Property Types  Office
NBA Renewal Marks Big Win for Midtown Manhattan
Jun 22, 2009
By: Paul Rosta, Senior Associate Editor

Cinching a major Class A office lease in Manhattan is anything but a slam dunk these days. By that measure, Olympic Tower Associates’ signing of NBA Properties Inc. to a 10-year, 153,000-square-foot renewal at 645 Fifth Avenue looks like the real estate equivalent of a three-point shot at the buzzer.

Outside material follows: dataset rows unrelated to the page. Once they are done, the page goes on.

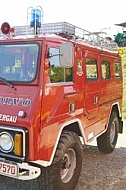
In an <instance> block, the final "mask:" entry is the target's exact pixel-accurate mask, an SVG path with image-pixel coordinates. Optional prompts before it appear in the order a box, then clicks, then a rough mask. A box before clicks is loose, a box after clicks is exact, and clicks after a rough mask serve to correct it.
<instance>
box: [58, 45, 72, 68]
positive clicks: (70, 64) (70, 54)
mask: <svg viewBox="0 0 126 190" xmlns="http://www.w3.org/2000/svg"><path fill="white" fill-rule="evenodd" d="M59 51H60V52H59V55H60V65H61V67H66V68H71V67H72V66H73V59H74V48H73V44H72V43H71V42H66V43H63V44H61V45H60V48H59Z"/></svg>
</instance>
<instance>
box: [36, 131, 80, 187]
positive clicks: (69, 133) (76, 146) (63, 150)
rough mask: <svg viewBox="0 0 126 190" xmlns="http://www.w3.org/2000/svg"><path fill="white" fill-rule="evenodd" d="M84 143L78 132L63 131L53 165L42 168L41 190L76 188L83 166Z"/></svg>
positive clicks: (54, 159)
mask: <svg viewBox="0 0 126 190" xmlns="http://www.w3.org/2000/svg"><path fill="white" fill-rule="evenodd" d="M82 153H83V150H82V145H81V142H80V139H79V137H78V135H77V134H75V133H73V132H70V131H63V133H62V135H61V138H60V141H59V144H58V147H57V150H56V153H55V156H54V160H53V163H52V165H51V166H49V167H47V168H42V173H41V176H40V177H39V184H40V189H41V190H74V188H75V186H76V184H77V182H78V179H79V176H80V172H81V167H82Z"/></svg>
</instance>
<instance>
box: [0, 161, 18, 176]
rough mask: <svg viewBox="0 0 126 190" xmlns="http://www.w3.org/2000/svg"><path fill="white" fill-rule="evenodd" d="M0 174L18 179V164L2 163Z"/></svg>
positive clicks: (0, 168) (0, 167)
mask: <svg viewBox="0 0 126 190" xmlns="http://www.w3.org/2000/svg"><path fill="white" fill-rule="evenodd" d="M0 174H2V175H7V176H10V177H17V175H18V166H17V165H16V164H10V163H6V162H0Z"/></svg>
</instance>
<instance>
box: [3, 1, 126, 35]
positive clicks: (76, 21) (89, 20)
mask: <svg viewBox="0 0 126 190" xmlns="http://www.w3.org/2000/svg"><path fill="white" fill-rule="evenodd" d="M37 6H41V7H42V9H43V15H44V17H43V21H44V23H52V22H64V21H65V22H69V23H71V24H73V25H75V26H78V27H81V28H83V29H85V30H88V31H90V32H99V31H103V32H105V33H107V35H109V36H111V37H112V36H113V35H116V34H117V33H118V32H122V27H117V26H115V24H118V23H123V22H126V0H117V1H115V0H106V1H104V0H74V1H72V0H62V1H61V0H11V1H10V0H1V5H0V26H1V25H2V23H3V22H9V24H10V26H21V25H27V20H28V19H27V17H29V16H30V14H27V13H29V10H30V9H29V8H30V7H33V8H36V7H37Z"/></svg>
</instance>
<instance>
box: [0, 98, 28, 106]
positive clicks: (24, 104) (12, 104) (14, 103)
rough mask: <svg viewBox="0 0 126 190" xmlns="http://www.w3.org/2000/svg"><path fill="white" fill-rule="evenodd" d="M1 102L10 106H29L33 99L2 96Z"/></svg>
mask: <svg viewBox="0 0 126 190" xmlns="http://www.w3.org/2000/svg"><path fill="white" fill-rule="evenodd" d="M0 104H3V105H8V106H11V105H13V106H18V105H20V106H24V107H28V106H30V105H31V99H23V98H11V97H3V96H0Z"/></svg>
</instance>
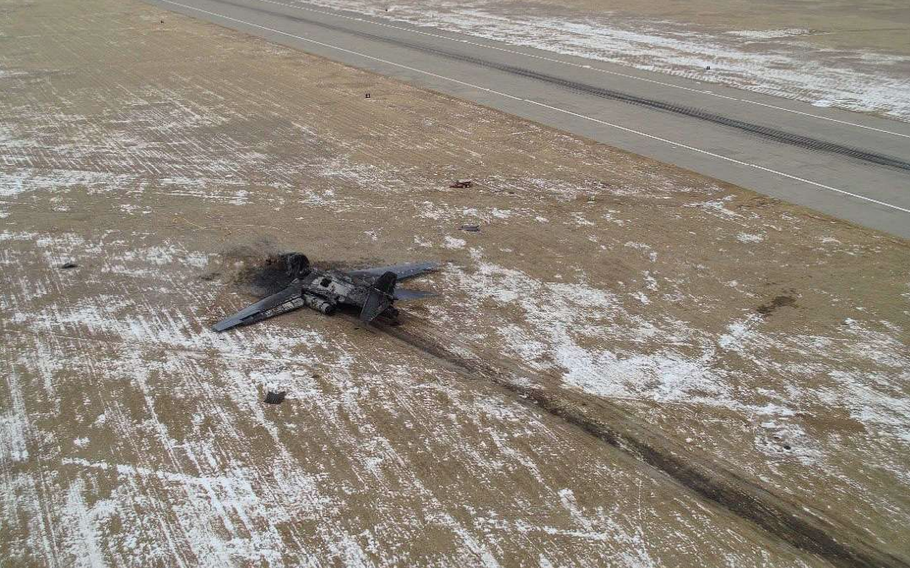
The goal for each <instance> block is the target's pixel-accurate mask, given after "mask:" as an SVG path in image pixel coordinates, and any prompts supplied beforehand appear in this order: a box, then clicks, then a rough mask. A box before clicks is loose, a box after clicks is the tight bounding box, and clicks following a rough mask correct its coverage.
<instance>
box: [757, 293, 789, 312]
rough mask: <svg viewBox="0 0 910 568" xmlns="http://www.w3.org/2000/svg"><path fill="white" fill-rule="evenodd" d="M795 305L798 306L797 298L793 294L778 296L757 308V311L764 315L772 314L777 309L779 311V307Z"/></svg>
mask: <svg viewBox="0 0 910 568" xmlns="http://www.w3.org/2000/svg"><path fill="white" fill-rule="evenodd" d="M794 306H796V298H794V297H793V296H776V297H775V298H774V299H773V300H771V301H770V302H767V303H765V304H762V305H760V306H758V307H757V308H755V311H756V312H758V313H759V314H761V315H763V316H770V315H771V314H773V313H774V312H775V311H777V309H778V308H783V307H794Z"/></svg>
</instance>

Disclosed on Thursday, the deal marks Manhattan’s third largest renewal by size and the fifth biggest lease of 2009. Among leases in the Midtown submarket, only Bloomberg L.P.’s 180,000-square-foot renewal and expansion is larger. NBA Properties, the National Basketball Association’s licensing and marketing affiliate, re-upped for 10 more years in the Class A office tower it has occupied for more than thirty years. Terms also include an option for an additional five years, plus an option to take two additional floors.

Multiple landlords attempted to lure NBA Properties to other locations in Manhattan and across the Hudson River in nearby New Jersey, according to a statement by Harry Seherr-Thoss of FirstService Williams, who headed an owner’s rep team that also included Mark Jaccom, Robert Freedman, Richard Plehn Sr. and Christina Plakopita. NBA Properties Inc. was represented by Barry Gosin, Moshe Sukenik and Corey Borg of Newmark Knight Frank in the lease deal.

NBA Properties inked the lease in an environment where tumbling prices and leasing velocity continue to give tenants the edge. Class A asking rents in Midtown slipped from $73.99 per square foot in April to $69.23 in May, according to Colliers ABR Inc. That represents a falloff of $30 per square foot since May 2008. Midtown Manhattan’s office availability rate reached a 15-year high of 15.2 percent in May, reports CB Richard Ellis Inc.

Midtown’s leasing volume totaled only 620,000 square feet last month, a decrease of more than 50 percent from the submarket’s five-year rolling average. Absorption continues to head sharply in the wrong direction, as the Midtown market has taken back 7.47 million square feet since the beginning of the year--more than three times the negative absorption Midtown had sustained at the same point in 2008.

Availability has risen 3.3 percent so far this in 2009, and CB Richard Ellis expects the rate to rise at a slower pace before leveling off late this year. Sublease space is adding significantly to that inventory, accounting for one third of the 34 million square feet available. At 5.1 percent, Midtown’s sublease availability rate at its highest level since September 2003. The latest Midtown blue-chip tenants to put big blocks of sublease space on the market are JPMorgan Chase & Co., which just made 411,000 square feet at 277 Park Avenue available, and Time Inc., which is marketing 320,000 square feet at 1271 Avenue of the Americas.